Los Siete Rayos

«Se afirma que existen siete grandes rayos en el cosmos. En nuestro sistema solar sólo uno de estos grandes rayos está en actividad. Las siete subdivisiones constituyen los «siete rayos» que manejados por nuestro Logos solar, forman la base de infinitas variaciones en su sistema de mundos. Estos siete rayos pueden describirse como los siete canales a través de los cuales fluye todo lo que existe en Su sistema solar, las siete características predominantes, o modificaciones de la vida, que no sólo se aplican a la humanidad sino también a los siete reinos. En realidad no existe nada en el sistema solar, cualquiera sea su grado de evolución, que no pertenezca ni haya pertenecido a uno de los siete rayos» (Psicología Esotérica II, página 141).

«Podría ser útil aquí enumerar los rayos, y de esta manera refrescar la memoria del neófito (Tratado sobre los Rayos, Los Rayos y las Iniciaciones, págs.458/9).

Rayos de Aspecto:

  1. El Rayo de Poder, Voluntad o Propósito.
  2. El Rayo de Amor-Sabiduría.
  3. El Rayo de Inteligencia Activa Creadora.

Rayos de Atributo:

  1. El Rayo de Armonía a través del Conflicto.
  2. El Rayo de Ciencia Concreta o Conocimiento.
  3. El Rayo de Idealismo o Devoción.
  4. El Rayo de Orden o Magia Ceremonial.

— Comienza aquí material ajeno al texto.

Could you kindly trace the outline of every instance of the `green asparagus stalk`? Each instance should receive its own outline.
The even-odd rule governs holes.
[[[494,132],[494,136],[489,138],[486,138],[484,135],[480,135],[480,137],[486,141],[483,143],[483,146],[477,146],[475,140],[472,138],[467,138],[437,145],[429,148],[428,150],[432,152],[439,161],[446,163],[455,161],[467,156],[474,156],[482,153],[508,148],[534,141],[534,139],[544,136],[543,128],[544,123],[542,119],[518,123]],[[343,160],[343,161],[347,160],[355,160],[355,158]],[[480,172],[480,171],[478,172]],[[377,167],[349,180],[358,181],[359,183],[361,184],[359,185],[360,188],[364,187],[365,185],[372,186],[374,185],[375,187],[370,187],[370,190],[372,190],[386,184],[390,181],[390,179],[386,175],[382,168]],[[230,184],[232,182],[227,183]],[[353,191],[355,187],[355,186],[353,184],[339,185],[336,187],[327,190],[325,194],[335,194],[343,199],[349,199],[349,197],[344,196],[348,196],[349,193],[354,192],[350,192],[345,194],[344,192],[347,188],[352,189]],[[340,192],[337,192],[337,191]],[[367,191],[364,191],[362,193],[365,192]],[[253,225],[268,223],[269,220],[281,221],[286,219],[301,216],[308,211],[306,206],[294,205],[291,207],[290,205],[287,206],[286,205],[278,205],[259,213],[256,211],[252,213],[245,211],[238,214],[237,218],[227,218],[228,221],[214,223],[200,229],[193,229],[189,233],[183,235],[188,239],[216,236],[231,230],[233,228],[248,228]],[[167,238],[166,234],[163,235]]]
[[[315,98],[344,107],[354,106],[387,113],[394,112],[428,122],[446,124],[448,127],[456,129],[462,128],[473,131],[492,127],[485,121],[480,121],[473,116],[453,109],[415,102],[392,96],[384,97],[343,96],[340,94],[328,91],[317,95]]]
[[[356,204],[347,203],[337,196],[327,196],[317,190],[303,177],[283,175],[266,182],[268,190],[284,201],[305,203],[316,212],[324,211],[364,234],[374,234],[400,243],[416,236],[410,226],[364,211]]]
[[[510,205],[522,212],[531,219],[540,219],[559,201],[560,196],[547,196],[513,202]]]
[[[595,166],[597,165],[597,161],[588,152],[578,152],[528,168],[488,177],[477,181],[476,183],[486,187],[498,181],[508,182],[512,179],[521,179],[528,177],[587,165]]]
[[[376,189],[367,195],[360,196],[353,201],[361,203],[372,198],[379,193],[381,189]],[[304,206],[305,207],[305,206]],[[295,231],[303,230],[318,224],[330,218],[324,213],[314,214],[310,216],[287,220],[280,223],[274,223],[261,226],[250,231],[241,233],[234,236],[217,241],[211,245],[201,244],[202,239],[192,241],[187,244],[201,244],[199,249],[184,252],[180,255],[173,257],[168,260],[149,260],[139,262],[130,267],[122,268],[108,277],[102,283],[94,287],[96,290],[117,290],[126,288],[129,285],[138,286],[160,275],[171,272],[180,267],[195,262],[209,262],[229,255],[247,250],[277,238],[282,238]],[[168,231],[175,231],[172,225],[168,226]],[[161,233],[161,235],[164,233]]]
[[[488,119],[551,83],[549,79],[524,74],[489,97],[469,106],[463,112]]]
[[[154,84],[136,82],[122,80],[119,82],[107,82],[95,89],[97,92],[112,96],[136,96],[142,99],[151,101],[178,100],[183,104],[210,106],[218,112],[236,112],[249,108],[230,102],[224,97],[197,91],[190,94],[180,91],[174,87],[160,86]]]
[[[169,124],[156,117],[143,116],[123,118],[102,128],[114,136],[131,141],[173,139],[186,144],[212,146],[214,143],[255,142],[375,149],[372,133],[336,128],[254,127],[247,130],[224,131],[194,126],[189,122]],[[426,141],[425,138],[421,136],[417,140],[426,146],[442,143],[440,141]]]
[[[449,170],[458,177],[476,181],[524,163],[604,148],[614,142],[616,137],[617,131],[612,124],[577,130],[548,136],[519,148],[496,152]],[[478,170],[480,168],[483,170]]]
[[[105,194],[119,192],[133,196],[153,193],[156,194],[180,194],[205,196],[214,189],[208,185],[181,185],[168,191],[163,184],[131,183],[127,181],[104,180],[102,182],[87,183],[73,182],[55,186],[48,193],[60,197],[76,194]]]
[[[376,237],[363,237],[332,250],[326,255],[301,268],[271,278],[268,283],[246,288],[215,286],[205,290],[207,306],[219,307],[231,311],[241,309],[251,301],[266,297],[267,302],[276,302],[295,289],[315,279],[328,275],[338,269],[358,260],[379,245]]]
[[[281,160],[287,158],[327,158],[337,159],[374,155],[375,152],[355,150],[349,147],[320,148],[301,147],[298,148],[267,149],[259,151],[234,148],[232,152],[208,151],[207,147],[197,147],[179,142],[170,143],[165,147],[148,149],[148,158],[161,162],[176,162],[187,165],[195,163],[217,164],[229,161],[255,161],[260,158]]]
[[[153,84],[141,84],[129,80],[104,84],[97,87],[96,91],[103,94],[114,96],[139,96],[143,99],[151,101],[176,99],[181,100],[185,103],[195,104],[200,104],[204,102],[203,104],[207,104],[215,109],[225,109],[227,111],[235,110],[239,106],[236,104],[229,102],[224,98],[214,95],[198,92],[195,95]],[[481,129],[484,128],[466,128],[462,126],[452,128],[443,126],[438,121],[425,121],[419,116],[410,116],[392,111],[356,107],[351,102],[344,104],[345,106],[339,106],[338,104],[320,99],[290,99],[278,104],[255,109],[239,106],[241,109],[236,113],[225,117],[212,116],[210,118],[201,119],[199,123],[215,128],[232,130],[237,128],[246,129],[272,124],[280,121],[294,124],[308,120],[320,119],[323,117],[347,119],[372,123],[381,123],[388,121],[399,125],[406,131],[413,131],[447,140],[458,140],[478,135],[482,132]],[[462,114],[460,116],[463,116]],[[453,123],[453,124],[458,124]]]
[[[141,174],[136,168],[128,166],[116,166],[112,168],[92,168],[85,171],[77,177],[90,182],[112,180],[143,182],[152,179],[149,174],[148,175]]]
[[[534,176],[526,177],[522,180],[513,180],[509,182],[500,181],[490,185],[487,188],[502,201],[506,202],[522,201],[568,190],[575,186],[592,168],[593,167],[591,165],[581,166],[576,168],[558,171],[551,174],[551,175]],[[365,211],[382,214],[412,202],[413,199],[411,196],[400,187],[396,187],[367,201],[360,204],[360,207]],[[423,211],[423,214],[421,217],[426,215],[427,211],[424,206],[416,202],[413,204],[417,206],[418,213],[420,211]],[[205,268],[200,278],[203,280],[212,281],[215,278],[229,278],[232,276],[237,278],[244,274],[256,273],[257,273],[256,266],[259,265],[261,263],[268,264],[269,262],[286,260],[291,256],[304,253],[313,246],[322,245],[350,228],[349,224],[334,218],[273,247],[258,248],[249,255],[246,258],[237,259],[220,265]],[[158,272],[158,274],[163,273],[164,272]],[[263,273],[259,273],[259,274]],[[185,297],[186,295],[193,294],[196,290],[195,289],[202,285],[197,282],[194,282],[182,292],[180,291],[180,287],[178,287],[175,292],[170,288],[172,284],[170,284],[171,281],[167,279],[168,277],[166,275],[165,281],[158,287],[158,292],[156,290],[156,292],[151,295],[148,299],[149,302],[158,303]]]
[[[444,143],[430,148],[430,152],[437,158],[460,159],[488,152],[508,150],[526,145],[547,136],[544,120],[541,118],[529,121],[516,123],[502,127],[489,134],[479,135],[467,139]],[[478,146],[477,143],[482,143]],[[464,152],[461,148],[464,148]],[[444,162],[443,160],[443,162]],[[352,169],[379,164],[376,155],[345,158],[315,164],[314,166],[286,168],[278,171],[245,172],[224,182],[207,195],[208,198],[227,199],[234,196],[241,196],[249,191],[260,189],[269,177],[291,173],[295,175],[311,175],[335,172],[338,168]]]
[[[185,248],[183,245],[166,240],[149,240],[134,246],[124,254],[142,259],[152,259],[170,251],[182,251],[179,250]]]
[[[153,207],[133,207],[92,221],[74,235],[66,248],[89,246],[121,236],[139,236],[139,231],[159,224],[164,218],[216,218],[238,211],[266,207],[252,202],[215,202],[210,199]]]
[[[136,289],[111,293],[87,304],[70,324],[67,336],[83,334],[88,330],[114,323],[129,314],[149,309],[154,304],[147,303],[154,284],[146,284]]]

Todo ser humano pertenece a uno de los siete rayos. En cada vida su personalidad pertenece a uno de ellos, rotando de acuerdo al rayo del ego o alma.Un rayo confiere, por medio de su energía, condiciones físicas peculiares y determina la cualidad de la naturaleza astral-emocional, colora el cuerpo mental, controla la distribución de la energía, pues los rayos son de distintos grados de vibración, y rigen un determinado centro del cuerpo (diferente para cada rayo), a través del cual se hace esa distribución. Cada rayo actúa principalmente a través de uno de los centros y en los otros seis lo hace en orden específico. El rayo predispone a que el hombre tenga ciertas debilidades y fortalezas y es su principio limitador, dotándolo también de capacidad. Rige el método de sus relaciones con otros tipos humanos, y es responsable de las reacciones de la forma hacia otras formas. Lo colora, le imparte cualidad, le da su propia tonalidad en los tres planos de la personalidad y moldea su apariencia física. Ciertas actitudes de la mente son fáciles para un tipo de rayo y difíciles para otro, de allí que la variable personalidad cambia de un rayo a otro al cambiar de una vida a otra, hasta que todas la cualidades se hayan desarrollado y expresado. Algunas almas, debido al destino que les depara su rayo, se encuentran en determinados campos de actividad, y el campo definido de sus esfuerzos es relativamente el mismo durante muchas vidas…Cuando un hombre ha recorrido las dos terceras partes del sendero evolutivo, el tipo de rayo de su alma empieza a dominar al tipo de su personalidad y, en consecuencia, regirá la tendencia de su expresión en la tierra. (Psicología Esotérica II, págs.121/2).